The Sussex County Council this week approved an organic yard waste and composting facility near Millville by a vote of 3-1, with Councilman George Cole recusing himself. Councilwoman Joan Deaver was the lone councilperson in opposition.
Jeremy W. Smith’s facility is proposed to be located on 17 acres within a 39-acre parcel of land west of White’s Neck Road and south of Old Mill Road, outside Millville town limits. The Sussex County Planning & Zoning Commission had deferred action on the application twice, as did the county council, in recent months.
Many people in the surrounding neighborhoods expressed concerns about the project during public hearings on the application, and about 150 people signed a petition in opposition, citing concerns ranging in nature from traffic and noise to odor and impacts on property values.
“Everyone that voiced an opinion, your cares and concerns were duly noted,” said Commissioner Rodney Smith at the commission’s Dec. 8 meeting. “And we have the same concerns: noise, odor, well contamination, buffers, days and hours of operation, etc… but the Department of Natural Resources and Environmental Control (DNREC) has a whole other layer of permitting that will determine its success or failure…”

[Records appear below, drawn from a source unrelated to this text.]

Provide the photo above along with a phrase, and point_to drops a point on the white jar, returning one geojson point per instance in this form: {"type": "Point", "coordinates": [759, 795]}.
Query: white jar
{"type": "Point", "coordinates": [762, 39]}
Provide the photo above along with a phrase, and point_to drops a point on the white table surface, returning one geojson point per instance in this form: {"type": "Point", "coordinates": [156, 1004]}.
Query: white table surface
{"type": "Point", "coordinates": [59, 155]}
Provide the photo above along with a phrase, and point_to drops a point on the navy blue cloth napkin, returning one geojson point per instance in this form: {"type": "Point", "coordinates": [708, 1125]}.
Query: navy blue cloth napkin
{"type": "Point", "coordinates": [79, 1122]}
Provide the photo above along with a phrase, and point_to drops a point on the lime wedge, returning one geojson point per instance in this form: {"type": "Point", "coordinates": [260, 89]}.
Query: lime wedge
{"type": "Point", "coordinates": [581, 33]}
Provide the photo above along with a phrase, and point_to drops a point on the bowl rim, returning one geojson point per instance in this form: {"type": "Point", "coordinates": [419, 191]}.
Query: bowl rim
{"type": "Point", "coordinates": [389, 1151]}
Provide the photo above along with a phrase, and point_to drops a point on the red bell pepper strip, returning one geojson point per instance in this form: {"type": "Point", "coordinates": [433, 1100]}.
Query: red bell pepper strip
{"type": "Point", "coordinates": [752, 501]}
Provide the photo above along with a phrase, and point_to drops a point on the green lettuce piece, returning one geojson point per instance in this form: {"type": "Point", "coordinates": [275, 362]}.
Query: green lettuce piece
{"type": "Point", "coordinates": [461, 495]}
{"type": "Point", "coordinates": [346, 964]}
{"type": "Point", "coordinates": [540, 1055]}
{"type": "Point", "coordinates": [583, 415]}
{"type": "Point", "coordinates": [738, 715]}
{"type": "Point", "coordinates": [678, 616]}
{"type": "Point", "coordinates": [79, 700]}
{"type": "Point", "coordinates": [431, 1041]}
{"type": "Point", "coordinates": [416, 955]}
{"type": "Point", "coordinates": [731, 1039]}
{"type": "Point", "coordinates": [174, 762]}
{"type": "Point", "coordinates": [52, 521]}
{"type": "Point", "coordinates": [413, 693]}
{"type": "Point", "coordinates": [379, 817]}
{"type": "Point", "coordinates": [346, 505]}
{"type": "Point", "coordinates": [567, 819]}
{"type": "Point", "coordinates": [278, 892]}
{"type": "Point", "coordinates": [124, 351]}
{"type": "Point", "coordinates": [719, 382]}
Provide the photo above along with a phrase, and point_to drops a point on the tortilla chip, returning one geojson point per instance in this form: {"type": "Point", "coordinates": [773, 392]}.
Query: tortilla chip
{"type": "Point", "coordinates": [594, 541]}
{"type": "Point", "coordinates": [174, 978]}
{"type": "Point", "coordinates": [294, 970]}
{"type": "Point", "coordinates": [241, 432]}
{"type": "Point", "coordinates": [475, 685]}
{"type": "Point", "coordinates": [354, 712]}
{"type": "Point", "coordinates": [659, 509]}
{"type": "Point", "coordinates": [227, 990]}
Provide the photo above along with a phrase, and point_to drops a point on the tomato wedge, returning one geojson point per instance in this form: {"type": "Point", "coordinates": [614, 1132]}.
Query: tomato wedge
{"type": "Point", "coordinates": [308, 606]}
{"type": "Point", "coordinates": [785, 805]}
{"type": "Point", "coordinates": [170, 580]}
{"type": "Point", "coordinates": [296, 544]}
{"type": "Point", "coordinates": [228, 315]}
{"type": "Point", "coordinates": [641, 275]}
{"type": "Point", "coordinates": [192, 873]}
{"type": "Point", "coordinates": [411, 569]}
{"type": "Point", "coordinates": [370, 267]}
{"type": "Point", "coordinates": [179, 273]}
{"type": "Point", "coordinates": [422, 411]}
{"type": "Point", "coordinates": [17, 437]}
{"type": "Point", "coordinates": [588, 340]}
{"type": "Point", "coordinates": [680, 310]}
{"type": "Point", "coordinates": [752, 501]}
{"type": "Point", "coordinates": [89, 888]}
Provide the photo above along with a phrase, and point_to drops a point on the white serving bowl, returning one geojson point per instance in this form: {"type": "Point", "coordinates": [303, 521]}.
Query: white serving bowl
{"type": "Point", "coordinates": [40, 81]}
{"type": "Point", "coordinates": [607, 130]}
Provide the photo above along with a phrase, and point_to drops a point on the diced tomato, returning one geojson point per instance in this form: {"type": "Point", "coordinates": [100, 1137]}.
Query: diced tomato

He added that his “preference would have been to have some of the concerns and realities defined by DNREC” but said DNREC officials would not act on and spend time on the application without knowing whether it would move forward at the county level.
He also pointed out that open space could be lost if the property were to be developed into housing instead, and he noted that the proposed facility has gotten an endorsement from the state Department of Agriculture, “which considers it forest and forest products, which is permitted. You know this is AR-1 zoning… We as a committee have done what we can do. We do not have influence over the traffic.”

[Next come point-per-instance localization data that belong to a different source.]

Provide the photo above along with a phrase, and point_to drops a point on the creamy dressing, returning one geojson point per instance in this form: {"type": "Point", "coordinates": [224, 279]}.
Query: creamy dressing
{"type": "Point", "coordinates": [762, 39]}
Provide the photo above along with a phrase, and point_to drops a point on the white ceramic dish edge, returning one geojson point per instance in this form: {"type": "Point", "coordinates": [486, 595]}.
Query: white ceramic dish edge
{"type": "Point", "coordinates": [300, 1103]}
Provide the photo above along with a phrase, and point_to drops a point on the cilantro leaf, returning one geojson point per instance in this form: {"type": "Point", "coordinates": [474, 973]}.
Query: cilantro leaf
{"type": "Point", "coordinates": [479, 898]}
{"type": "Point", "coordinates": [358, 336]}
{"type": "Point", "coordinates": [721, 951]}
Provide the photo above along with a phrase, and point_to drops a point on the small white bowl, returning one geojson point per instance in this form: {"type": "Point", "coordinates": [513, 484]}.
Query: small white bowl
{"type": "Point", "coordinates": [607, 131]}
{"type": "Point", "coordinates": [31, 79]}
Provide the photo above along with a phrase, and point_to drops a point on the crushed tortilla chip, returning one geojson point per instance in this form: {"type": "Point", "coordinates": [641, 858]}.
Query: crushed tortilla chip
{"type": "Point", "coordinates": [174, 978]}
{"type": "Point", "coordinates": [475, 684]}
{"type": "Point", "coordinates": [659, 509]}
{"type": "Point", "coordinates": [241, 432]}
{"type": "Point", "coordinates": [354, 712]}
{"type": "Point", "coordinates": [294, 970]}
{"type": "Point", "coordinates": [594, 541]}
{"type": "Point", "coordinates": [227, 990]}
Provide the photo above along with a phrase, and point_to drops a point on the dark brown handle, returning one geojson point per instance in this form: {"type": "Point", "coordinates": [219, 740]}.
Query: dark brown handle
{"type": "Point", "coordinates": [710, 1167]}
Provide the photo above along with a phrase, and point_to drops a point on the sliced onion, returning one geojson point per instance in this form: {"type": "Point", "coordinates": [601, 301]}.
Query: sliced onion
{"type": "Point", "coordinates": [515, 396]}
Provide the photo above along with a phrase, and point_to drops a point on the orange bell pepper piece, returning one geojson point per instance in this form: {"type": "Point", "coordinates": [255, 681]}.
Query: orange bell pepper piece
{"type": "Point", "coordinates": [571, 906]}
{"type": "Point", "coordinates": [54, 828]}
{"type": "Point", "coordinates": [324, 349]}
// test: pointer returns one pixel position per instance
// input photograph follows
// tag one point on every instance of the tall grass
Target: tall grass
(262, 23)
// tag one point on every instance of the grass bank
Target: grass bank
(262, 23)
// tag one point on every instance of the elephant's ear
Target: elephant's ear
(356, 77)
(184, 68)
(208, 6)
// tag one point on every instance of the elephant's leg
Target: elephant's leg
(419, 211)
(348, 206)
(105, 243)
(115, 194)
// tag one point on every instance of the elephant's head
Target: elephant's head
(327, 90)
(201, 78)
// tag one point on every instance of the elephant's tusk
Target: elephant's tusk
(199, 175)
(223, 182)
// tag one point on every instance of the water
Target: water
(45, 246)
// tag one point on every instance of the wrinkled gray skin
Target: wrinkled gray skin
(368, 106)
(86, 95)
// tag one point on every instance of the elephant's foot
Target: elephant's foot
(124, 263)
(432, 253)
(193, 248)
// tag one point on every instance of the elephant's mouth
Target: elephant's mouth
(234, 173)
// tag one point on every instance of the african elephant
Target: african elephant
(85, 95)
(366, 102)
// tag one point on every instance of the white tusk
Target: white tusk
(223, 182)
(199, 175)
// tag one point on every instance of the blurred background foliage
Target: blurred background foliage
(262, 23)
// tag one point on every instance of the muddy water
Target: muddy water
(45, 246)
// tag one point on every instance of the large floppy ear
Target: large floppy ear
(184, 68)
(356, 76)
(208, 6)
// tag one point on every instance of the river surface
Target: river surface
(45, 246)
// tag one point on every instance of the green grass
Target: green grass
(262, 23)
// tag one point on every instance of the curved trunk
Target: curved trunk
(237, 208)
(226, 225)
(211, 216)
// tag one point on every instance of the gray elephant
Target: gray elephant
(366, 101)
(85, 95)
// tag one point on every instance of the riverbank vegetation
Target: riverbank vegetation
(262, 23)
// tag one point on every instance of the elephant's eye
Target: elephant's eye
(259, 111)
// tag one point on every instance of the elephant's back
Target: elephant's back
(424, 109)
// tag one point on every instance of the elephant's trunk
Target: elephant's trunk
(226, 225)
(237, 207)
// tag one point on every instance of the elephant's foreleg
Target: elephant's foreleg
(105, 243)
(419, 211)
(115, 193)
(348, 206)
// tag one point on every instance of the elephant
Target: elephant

Councilwoman Joan Deaver expressed concern over approving something that had “substantial opposition.”
“If we approve this, we are now telling people they have no say. There is a lot of opposition, and it is in conflict of the existing uses all around it.”
Councilman Vance Phillips said he appreciated what Deaver had said but added that “you have to understand what can [already] be done on this site. As difficult as it is for some that objected, I think I will vote yes.”
Permitted uses-by-right in an AR-1 district for farm parcels of 5 acres or more in size include agriculture (including horticultural, hydroponic, chemical or general farming); truck gardens; cultivating of field crops; orchards, groves or nurseries for growing or propagation of plants, trees and shrubs; forest use (tree farming), including use of heavy cultivating machinery; spray planes or irrigating machinery; dairy farming; keeping or the raising for sale of large or small animals, reptiles, fish, birds or poultry; and structures for processing and sale of products raised on the premises, with conditions.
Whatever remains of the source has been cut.